Bilateral teleoperation with continuously variable scaling and PD force control

This paper investigates the bilateral teleoperation with the possibility of continuously variable scaling during real-time operation. The algorithm proposed for this purpose provides the operator with the ability to change the scaling gains of force and velocity loops during operation. The controllers are derived to enforce exponentially decaying error dynamics on systems which have inner loop disturbance compensation. The proposed architecture assumes the scale factors as continuous functions of time which have continuous derivatives that are also included in the mathematical derivation. Unlike the existing studies, the presented framework allows real-time adaptation of scaling gains, which provides the user with the ability to conduct coarse and fine motion in the same operation. The Lyapunov stability proof of the proposed method is made and the margins of the controller gains are identified for practical operation.

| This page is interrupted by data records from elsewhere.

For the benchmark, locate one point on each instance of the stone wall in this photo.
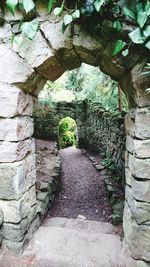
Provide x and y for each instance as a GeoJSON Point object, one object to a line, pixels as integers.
{"type": "Point", "coordinates": [105, 133]}
{"type": "Point", "coordinates": [137, 207]}
{"type": "Point", "coordinates": [98, 130]}
{"type": "Point", "coordinates": [47, 118]}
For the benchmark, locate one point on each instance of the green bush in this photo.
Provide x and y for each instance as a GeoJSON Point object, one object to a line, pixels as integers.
{"type": "Point", "coordinates": [67, 132]}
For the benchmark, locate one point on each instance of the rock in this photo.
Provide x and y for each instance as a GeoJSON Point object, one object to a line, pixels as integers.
{"type": "Point", "coordinates": [16, 129]}
{"type": "Point", "coordinates": [139, 167]}
{"type": "Point", "coordinates": [15, 151]}
{"type": "Point", "coordinates": [141, 190]}
{"type": "Point", "coordinates": [42, 196]}
{"type": "Point", "coordinates": [137, 236]}
{"type": "Point", "coordinates": [1, 217]}
{"type": "Point", "coordinates": [17, 177]}
{"type": "Point", "coordinates": [140, 148]}
{"type": "Point", "coordinates": [14, 211]}
{"type": "Point", "coordinates": [14, 101]}
{"type": "Point", "coordinates": [81, 217]}
{"type": "Point", "coordinates": [137, 123]}
{"type": "Point", "coordinates": [117, 215]}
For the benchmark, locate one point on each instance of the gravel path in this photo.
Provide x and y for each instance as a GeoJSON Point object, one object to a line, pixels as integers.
{"type": "Point", "coordinates": [82, 189]}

Furthermore, the operational accuracy is enhanced by the application of a PD force control loop which is also new for scaled bilateral teleoperation. The realization of PD loop is made using an alpha-beta-gamma filter to differentiate the force signal. The algorithm is validated on a setup consisted of two single DOF motion control systems. In order to provide a complete analysis, a wide range of experiments are made, velocity and force scales having sinusoidal patterns with different amplitudes and frequencies. Moreover, comparison with a classical bilateral control architecture is made to highlight the flexibility of the proposed control method. The efficacy of the proposed approach is solidified by the successful tracking responses obtained from these experiments.